While good weather would have meant a larger march, the response of the public was indicative of the mood of many. Motorist after motorist beeped and yelled their support and gave our banners the thumbs-up. Because quite simply, people have had enough. The housing situation is a travesty; in August the Herald reported that the average Auckland home earned nearly $230 a day in the past year - about twice what the average worker made in their job.

 While the cost of housing is taking up more and more of our salaries, we’ve seen little in the way of pay rises or job security. Our poorest and most vulnerable are finding it increasingly hard to access – or remain in - state housing, more people are being forced to rent (with zero controls over how much rent can increase by), and housing for the poor, where it exists, is wholly inadequate.
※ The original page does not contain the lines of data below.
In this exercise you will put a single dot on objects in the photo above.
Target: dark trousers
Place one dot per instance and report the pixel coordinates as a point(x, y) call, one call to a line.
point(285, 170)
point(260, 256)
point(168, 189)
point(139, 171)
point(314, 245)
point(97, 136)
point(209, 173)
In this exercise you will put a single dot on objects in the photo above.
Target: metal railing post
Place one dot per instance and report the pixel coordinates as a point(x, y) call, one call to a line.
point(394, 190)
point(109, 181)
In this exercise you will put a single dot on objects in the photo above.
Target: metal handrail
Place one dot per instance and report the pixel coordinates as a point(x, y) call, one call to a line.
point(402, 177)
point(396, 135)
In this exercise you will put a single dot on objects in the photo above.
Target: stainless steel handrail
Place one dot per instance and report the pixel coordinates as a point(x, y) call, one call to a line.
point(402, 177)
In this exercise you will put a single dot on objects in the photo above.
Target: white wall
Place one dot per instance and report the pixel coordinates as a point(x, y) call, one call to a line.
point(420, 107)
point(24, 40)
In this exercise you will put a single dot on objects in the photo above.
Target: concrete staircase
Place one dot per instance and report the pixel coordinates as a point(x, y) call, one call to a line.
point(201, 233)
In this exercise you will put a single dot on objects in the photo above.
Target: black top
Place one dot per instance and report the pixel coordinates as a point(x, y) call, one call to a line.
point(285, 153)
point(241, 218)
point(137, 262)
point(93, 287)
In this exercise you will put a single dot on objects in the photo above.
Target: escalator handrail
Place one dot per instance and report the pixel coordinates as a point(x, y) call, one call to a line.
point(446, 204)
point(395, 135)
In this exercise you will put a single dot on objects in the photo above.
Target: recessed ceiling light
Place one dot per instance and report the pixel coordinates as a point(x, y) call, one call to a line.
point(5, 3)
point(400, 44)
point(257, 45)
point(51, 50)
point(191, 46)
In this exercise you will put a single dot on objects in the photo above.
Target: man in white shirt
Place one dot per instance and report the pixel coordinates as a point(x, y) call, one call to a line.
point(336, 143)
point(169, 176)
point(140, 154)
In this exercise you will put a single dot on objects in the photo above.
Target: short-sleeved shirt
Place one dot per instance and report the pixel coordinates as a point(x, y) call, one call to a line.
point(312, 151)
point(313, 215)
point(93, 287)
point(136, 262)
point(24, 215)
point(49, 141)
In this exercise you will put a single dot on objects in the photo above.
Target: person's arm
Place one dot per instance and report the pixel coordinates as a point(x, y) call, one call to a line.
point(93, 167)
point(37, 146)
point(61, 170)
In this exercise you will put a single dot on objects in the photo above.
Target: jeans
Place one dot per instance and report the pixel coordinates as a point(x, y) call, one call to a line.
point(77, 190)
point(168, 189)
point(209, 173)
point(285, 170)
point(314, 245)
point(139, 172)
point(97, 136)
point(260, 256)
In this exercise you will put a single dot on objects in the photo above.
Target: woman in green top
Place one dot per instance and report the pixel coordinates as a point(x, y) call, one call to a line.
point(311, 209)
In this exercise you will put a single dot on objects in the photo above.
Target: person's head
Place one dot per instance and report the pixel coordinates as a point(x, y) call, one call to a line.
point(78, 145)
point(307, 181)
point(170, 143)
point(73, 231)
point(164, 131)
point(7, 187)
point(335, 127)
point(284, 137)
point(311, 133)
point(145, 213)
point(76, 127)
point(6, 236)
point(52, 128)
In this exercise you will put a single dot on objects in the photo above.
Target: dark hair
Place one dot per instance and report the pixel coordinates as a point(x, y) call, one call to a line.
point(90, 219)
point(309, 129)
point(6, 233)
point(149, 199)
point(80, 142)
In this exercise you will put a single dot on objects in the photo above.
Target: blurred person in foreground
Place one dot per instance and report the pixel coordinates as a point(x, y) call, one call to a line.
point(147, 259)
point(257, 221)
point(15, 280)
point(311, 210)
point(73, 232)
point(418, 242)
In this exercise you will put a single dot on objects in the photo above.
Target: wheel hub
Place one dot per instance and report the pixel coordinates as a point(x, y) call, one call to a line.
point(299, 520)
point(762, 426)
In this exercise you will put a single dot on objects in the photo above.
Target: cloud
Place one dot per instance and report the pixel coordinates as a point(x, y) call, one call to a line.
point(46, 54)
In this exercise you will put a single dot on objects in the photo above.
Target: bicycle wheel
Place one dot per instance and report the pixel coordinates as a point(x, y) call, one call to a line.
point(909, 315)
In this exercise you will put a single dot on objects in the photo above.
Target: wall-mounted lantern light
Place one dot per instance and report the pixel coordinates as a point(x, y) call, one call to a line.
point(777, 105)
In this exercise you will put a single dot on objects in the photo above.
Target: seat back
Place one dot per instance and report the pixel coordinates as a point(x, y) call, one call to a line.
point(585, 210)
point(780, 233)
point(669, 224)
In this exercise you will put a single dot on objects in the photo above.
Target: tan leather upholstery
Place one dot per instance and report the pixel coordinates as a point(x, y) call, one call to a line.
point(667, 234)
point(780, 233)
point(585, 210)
Last year saw the tragic death of toddler Emma Lita Bourne, which was attributed to the poor condition of her south Auckland home. 

And yesterday we were there to demand change. In the same spirit that put an end to zero hour contracts and that saw tens of thousands march against the TPPA in recent months, the march was vocal and strong in stating that housing is a right, not a plaything of market forces. At the end-of-march rally, Fa'anana Efeso Collins talked of the need to embrace the spirit of Jeremy Corbyn, to use our people power to claim what is rightfully ours.
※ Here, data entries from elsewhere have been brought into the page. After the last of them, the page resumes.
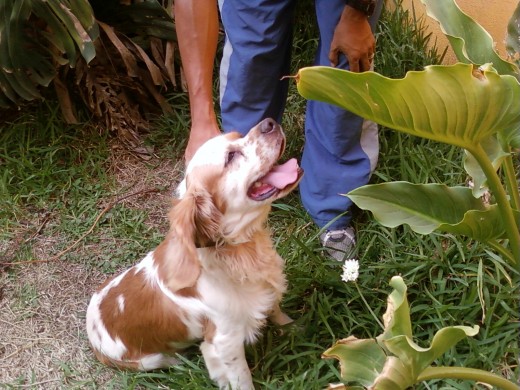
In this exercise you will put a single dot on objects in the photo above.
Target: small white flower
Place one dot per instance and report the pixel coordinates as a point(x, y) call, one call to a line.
point(350, 270)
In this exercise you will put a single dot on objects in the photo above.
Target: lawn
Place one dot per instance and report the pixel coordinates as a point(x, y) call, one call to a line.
point(76, 207)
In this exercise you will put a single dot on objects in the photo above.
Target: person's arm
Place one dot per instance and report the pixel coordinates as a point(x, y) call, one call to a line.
point(353, 36)
point(197, 26)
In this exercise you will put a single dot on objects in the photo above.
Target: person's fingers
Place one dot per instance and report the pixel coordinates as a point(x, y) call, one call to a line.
point(354, 64)
point(333, 57)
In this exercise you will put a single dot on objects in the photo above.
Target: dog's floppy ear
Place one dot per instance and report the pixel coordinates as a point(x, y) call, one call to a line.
point(194, 222)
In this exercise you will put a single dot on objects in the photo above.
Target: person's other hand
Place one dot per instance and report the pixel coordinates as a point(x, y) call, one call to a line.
point(353, 37)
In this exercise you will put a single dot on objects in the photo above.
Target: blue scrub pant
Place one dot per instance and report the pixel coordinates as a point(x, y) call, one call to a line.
point(340, 148)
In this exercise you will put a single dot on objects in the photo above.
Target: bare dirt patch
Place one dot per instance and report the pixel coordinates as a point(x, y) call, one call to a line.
point(43, 341)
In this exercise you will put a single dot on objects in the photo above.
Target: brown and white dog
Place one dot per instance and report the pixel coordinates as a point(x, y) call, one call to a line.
point(216, 277)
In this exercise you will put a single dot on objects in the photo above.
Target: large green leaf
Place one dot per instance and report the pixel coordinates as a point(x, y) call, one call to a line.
point(495, 154)
point(397, 315)
point(429, 207)
point(393, 361)
point(416, 358)
point(360, 360)
point(471, 43)
point(456, 104)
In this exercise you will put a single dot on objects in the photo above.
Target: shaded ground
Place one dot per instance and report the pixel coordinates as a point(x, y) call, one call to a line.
point(42, 333)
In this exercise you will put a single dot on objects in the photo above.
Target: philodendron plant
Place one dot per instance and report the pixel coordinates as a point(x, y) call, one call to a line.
point(474, 104)
point(393, 361)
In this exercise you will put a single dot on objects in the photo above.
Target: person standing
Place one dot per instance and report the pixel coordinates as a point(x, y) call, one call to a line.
point(340, 148)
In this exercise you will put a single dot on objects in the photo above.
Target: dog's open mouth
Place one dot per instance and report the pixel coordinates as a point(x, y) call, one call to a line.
point(278, 178)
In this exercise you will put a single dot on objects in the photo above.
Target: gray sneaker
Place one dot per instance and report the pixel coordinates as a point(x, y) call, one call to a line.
point(339, 244)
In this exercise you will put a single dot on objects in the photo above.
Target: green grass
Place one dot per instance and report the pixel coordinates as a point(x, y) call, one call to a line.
point(60, 174)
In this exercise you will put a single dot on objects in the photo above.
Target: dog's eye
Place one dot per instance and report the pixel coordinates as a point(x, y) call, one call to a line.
point(230, 156)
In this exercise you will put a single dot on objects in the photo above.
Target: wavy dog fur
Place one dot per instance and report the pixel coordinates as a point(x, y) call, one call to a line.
point(216, 276)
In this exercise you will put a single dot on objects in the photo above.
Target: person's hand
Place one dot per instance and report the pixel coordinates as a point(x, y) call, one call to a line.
point(198, 135)
point(353, 37)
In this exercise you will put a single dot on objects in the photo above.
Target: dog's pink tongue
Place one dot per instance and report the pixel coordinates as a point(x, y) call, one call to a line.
point(282, 175)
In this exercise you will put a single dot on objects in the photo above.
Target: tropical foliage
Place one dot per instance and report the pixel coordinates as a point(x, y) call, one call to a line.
point(467, 105)
point(472, 105)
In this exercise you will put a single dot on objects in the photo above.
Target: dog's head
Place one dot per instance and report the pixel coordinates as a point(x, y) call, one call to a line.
point(230, 184)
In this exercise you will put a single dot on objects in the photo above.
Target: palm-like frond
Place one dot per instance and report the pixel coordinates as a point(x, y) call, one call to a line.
point(115, 55)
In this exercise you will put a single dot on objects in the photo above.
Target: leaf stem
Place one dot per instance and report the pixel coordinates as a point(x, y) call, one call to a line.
point(504, 206)
point(510, 179)
point(368, 307)
point(468, 374)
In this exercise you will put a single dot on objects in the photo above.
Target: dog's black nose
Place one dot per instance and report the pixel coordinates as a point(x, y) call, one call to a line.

 The march wasn’t the hugest of recent times, but it felt like a barometer of the political mood. There is a growing sense that if change is to come, it is to happen at grassroots level, that organising in our workplaces and communities is the only way to make our voices heard. The secrecy over the disastrous TPPA contract; the refusal of our leaders to act on climate change; the mean-spirited response to the plight of refugees coupled with attempts by the far right in Europe to scapegoat Muslims; the bankruptcy of capitalism worldwide, its inability to climb out of financial crisis and its insistence that the only way to defeat ‘terror’ is to unleash a terror of its own, killing thousands of civilians in the Middle East as it does so… all of these developments have had the cumulative effect of underlining just how little capitalism has to offer us.

 Yesterday is only the beginning of the fight. And not just for housing.